I don't doubt that Kris Hadar is a very intelligent guy. So were Eliphas Levi, Paul Christian, and Aleister Crowley. Their intelligence didn't prevent them from imagining history as they wished it had happened, then writing and spreading the products of their imaginations as historical truth. Such an exercise might be philosophically satisfying, but it ain't history.
I would like to think that Hadar was misquoted, but if he really said that the Catholic Church invented the grail myth for some nefarious purpose of repression, he's simply wrong. If he actually said that the Church used the legend, or capitalized on it, for their own purposes, that would be supportable. The great antiquity of the grail legend, its pagan origin among the Celts of Britain, and its later adaptation to the literary requirements of Christian Europe, are all extremely well documented in "The Grail: The Celtic Origins of the Sacred Icon," by Jean Markale, a reputable scholar from Brittany, and in innumerable other sources.

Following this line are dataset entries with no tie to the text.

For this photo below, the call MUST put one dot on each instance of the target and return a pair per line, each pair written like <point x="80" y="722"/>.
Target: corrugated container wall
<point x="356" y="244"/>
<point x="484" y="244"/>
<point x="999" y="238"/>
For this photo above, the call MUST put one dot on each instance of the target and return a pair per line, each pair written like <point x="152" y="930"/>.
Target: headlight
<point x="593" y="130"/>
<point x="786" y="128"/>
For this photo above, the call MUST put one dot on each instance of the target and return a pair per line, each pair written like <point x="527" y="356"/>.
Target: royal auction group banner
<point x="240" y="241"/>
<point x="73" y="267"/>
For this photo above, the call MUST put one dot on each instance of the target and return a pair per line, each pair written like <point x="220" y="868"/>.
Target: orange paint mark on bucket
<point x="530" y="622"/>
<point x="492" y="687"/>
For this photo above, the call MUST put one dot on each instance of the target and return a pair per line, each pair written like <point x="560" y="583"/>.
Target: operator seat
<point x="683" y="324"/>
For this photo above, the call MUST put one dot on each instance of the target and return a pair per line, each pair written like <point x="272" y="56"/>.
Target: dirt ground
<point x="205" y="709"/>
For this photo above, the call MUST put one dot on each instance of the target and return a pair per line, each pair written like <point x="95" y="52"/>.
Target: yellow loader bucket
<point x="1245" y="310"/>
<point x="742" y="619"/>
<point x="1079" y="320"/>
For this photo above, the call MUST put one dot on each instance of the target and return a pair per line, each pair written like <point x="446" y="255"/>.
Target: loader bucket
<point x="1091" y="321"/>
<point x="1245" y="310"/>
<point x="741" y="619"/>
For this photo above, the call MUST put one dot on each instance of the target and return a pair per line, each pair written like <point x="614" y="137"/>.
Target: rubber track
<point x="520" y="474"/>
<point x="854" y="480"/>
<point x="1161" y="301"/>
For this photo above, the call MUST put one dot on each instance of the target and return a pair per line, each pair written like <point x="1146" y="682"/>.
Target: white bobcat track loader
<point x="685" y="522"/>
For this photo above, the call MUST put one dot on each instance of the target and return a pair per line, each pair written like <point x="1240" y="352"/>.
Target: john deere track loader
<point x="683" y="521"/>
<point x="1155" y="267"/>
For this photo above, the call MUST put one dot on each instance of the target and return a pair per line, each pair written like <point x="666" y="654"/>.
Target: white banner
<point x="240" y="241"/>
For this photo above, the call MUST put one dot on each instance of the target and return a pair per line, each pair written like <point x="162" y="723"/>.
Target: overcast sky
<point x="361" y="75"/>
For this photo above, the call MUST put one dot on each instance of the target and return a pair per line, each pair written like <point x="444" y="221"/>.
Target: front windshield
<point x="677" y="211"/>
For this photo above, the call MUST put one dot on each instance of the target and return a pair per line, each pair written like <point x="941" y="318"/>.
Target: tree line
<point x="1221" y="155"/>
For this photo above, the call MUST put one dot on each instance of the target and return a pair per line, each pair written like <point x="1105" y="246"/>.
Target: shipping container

To claim that the grail stories were "invented" out of whole cloth by anyone would reduce those remarkable legends to a banal one-dimensionality that flies in the face of their depth and richness.
Having visited Hadar's web site, and having attempted to negotiate it with both my limited French and the broken English offered by the automatic translator, it seems to me that he actually is saying that tarot originated in the twelfth century. Here again, I hope I'm reading it wrong. I would hope that he's actually saying that some of the images and concepts which were later incorporated into the tarot trumps -- wheel of fortune, devil, the virtues, etc. -- originated in the twelfth century. There's a big difference between the two. A tarot deck, after all, is twenty-one trumps, four queens, and a fool added to an Arab playing-card deck, and we know for certain that the playing card deck didn't reach Europe until the last half of the fourteenth century.
The reason I get stubborn about these kinds of things is because during the first 20 years I studied tarot, I got led down more dead-end paths than I can remember. Trying to figure out where the cards came from, what their purpose was, what they meant, I kept looking for substance and coming up with hot air. Fortunately, the canons of real history are rigid, and its requirements are unforgiving. That's because what's at issue is a little item called truth.